Gazetecilerden saldırıya tepki: Sesimizi kısamayacaklar

  • 09:07 24 Nisan 2024
  • Güncel
 
Pelşin Çetinkaya
 
AMED - Belçika’da Stêrk TV ve Medya Haber TV stüdyolarına yapılan baskınlarla eş zamanlı olarak birçok kentte gazetecilerin gözaltına alınmasına dair konuşan meslektaşları, “İktidar Kürt halkı üzerinde bir katliam yapmak istiyor. Bu da katliamın öncesi. Kürtlerin sesini kısamayacaklar.

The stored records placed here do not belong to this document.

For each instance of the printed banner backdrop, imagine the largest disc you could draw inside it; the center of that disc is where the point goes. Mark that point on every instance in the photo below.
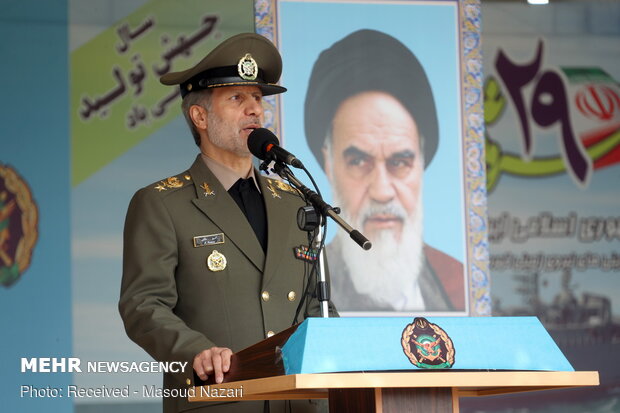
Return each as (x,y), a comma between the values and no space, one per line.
(552,110)
(301,41)
(127,132)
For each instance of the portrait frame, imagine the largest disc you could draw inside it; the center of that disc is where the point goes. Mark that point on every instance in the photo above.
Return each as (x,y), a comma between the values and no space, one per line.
(272,18)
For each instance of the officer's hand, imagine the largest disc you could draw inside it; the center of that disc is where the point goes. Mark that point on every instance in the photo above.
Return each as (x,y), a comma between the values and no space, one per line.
(214,360)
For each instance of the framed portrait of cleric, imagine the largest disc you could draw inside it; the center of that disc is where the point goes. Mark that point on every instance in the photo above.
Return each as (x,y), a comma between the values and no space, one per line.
(380,108)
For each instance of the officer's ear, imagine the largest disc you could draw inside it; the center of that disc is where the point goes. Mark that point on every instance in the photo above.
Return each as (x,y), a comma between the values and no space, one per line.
(198,114)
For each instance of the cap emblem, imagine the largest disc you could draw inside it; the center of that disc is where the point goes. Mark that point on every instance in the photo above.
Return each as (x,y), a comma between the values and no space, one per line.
(247,67)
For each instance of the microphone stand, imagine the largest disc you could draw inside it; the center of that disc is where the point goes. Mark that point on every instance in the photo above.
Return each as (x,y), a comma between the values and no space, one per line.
(325,210)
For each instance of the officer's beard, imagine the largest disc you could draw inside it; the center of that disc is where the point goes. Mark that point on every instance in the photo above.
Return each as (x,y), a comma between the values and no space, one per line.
(389,271)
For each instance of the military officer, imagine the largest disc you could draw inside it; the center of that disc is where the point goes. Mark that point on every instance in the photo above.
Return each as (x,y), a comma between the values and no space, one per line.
(209,263)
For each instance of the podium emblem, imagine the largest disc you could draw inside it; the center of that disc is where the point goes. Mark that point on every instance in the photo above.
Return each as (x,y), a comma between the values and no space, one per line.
(427,346)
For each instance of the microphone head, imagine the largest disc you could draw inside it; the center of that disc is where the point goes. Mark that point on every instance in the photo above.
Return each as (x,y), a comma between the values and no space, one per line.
(258,140)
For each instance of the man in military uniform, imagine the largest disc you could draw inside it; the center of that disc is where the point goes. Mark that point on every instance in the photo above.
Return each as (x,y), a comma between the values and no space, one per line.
(209,263)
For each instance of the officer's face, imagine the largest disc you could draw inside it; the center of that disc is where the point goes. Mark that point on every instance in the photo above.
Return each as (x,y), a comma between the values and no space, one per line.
(377,166)
(234,113)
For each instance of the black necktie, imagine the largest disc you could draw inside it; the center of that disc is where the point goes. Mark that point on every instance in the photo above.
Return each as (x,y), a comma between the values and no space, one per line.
(250,201)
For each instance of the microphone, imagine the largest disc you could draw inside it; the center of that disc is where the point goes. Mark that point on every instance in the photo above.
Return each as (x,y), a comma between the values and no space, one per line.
(263,144)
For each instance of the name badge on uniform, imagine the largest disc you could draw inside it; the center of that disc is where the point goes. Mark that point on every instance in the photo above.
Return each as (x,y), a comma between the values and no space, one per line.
(204,240)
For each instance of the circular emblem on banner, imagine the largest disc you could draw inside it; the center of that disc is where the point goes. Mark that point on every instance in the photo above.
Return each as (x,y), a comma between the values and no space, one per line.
(427,346)
(247,67)
(18,226)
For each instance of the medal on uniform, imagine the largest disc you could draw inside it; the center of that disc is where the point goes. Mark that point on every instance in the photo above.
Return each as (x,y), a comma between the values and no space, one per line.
(216,261)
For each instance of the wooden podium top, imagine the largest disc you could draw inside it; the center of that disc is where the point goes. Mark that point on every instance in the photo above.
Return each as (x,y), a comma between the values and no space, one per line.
(466,384)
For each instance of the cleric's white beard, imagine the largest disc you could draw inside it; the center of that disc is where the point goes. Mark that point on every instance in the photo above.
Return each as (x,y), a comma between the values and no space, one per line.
(389,271)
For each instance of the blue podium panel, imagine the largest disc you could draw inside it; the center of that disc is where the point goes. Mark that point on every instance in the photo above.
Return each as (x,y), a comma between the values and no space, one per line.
(322,345)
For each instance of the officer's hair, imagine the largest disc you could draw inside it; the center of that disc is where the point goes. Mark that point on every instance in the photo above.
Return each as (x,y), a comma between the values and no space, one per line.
(201,98)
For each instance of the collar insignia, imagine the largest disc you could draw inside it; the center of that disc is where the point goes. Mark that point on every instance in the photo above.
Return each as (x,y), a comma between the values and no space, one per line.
(204,240)
(306,254)
(427,346)
(207,189)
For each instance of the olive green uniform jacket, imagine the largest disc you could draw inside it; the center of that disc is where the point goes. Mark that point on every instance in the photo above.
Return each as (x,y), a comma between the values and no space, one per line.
(174,306)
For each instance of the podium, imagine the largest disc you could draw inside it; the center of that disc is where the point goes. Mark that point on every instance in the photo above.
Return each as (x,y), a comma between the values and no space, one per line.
(287,366)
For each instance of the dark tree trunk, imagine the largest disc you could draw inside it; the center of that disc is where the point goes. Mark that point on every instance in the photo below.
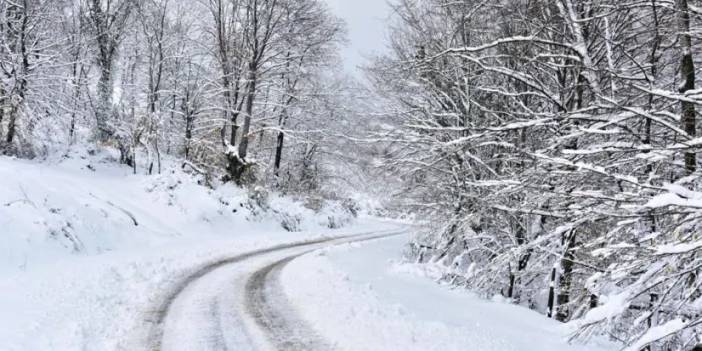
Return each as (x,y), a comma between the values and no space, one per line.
(565,279)
(687,74)
(278,152)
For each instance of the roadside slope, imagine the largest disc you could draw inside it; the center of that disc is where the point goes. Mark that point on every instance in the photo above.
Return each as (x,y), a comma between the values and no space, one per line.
(359,298)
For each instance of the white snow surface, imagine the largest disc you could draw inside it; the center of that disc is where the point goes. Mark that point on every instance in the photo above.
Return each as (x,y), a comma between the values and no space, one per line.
(362,298)
(76,272)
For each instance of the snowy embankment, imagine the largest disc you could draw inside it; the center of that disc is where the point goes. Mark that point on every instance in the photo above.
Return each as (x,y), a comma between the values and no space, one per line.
(360,298)
(88,250)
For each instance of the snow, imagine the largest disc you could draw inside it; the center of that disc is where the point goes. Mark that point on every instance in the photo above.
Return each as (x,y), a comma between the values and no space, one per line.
(362,298)
(657,333)
(89,250)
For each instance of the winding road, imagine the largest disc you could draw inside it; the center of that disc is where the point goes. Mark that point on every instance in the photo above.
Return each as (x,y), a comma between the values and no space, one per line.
(238,304)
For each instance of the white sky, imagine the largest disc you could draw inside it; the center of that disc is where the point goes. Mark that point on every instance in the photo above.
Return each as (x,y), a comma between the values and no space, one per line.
(366,29)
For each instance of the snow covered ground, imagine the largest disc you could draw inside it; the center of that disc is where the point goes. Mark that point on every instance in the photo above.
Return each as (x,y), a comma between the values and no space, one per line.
(361,298)
(89,253)
(88,249)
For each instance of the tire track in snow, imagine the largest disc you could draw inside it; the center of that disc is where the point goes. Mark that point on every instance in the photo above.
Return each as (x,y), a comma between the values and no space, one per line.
(275,315)
(156,330)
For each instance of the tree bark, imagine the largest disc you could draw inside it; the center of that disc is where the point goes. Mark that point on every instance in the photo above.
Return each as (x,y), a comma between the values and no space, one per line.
(687,75)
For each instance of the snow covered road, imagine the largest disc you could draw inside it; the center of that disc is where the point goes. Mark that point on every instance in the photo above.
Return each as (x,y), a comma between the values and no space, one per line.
(235,303)
(361,297)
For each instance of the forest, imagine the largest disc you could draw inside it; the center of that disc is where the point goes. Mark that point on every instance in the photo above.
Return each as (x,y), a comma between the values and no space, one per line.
(547,148)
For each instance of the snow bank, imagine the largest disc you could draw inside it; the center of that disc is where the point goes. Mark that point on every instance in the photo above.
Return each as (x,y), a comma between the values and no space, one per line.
(88,249)
(363,301)
(86,204)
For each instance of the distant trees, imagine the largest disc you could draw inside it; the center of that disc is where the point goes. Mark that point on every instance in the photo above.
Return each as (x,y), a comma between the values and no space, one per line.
(149,77)
(558,138)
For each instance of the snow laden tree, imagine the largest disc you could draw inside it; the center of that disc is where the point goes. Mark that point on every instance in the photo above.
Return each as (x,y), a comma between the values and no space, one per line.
(27,48)
(557,140)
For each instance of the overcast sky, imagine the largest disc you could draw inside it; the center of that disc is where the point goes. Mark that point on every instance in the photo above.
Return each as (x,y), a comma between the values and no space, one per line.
(366,25)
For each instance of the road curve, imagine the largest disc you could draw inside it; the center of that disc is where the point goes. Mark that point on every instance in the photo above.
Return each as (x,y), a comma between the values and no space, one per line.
(237,303)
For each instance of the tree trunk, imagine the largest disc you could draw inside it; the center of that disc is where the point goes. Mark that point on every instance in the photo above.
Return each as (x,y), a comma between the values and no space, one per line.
(687,75)
(565,279)
(278,153)
(244,143)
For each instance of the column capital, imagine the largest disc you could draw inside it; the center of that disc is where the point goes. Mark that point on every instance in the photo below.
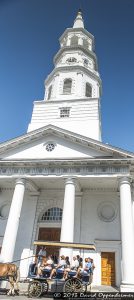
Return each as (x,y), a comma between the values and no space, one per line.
(20,181)
(70,180)
(125,180)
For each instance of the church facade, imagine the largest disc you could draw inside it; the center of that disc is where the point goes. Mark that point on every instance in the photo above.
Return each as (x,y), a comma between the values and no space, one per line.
(59,181)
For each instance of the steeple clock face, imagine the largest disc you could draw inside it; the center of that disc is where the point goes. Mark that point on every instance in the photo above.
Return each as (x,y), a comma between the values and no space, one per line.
(71,60)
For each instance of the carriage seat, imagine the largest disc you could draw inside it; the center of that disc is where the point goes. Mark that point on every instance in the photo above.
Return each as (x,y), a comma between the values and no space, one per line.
(59,273)
(32,270)
(72,273)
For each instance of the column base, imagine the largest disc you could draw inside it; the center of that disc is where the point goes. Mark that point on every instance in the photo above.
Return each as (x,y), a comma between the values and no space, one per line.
(126,288)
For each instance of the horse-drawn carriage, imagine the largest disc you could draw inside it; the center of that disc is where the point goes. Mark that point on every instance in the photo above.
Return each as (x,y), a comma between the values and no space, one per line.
(41,285)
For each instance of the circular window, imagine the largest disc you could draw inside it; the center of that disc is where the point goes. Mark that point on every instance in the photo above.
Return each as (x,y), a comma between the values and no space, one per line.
(107,211)
(4,211)
(50,147)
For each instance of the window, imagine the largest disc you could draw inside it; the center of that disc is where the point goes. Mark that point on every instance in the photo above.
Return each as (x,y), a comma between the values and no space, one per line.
(49,92)
(67,86)
(64,112)
(53,214)
(74,41)
(85,44)
(88,92)
(71,59)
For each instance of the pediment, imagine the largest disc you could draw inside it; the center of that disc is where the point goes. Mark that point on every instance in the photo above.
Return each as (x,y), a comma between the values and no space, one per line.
(67,145)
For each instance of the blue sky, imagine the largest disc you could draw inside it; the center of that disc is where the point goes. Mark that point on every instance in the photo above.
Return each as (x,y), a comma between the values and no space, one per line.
(29,33)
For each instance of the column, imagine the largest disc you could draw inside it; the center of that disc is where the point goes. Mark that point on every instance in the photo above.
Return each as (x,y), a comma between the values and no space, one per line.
(10,235)
(127,235)
(79,84)
(67,228)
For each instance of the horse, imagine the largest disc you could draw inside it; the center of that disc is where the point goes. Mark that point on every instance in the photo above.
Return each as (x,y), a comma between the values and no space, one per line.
(10,272)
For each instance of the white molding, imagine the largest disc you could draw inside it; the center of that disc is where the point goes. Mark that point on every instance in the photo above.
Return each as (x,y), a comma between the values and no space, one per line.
(109,246)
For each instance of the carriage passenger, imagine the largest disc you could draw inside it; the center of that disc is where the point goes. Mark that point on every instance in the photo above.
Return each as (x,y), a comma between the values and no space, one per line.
(46,265)
(92,268)
(74,267)
(41,255)
(60,267)
(87,268)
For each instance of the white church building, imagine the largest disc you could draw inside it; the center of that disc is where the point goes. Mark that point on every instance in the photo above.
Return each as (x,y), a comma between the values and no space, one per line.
(59,181)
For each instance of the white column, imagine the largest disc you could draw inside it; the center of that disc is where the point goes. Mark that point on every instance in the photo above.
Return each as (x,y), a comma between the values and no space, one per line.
(79,84)
(67,228)
(127,235)
(10,235)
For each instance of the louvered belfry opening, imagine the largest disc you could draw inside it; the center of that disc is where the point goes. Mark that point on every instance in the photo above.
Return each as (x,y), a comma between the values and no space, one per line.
(67,86)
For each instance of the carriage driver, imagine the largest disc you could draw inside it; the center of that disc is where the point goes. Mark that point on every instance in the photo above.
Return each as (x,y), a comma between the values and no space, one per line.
(46,265)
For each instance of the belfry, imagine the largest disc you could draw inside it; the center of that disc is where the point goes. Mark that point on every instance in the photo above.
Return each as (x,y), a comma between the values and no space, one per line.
(59,181)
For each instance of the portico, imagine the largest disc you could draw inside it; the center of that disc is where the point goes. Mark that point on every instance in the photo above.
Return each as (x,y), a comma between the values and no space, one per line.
(59,181)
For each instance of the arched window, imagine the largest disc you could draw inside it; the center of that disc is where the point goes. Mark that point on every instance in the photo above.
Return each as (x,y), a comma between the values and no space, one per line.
(74,41)
(49,92)
(53,214)
(85,44)
(88,92)
(67,86)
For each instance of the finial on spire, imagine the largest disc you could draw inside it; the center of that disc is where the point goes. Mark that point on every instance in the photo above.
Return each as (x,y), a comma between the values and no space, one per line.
(79,23)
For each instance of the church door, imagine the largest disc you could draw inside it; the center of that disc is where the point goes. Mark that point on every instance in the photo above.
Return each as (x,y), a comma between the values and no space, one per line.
(50,234)
(108,268)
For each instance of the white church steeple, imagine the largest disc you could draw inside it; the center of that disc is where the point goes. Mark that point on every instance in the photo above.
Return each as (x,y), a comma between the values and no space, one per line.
(72,89)
(79,23)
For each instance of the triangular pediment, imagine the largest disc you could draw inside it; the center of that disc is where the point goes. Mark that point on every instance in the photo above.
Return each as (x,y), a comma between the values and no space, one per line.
(67,145)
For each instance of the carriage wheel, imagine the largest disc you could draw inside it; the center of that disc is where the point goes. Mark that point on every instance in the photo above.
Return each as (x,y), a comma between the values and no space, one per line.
(73,285)
(45,287)
(35,289)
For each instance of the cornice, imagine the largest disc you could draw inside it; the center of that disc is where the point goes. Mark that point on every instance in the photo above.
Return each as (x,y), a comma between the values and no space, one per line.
(73,68)
(77,48)
(76,138)
(78,30)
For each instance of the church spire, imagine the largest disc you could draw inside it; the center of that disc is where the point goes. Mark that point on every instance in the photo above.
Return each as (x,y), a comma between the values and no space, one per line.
(79,23)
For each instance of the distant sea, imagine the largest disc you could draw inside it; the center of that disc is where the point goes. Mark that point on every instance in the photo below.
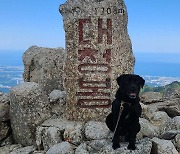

Özgür basın susturulamaz” dedi.
 
Belçika’da dün gece saatlerinde Stêrk TV ve Medya Haber TV'nin stüdyolarına polis baskını gerçekleştirilirken sabah saatlerinde de İstanbul, Ankara ve Riha’da toplam 8 gazeteci gözaltına alındı. Özgür Basın’a yönelik eş zamanlı operasyonlarla AKP'li Cumhurbaşkanı Tayyip Erdoğan'ın dün Irak ve Güney Kurdistan’da gerçekleştirdiği ziyaretlerin aynı sürece denk gelmesi dikkat çekerken, gazetecilere dönük baskılar devam ediyor.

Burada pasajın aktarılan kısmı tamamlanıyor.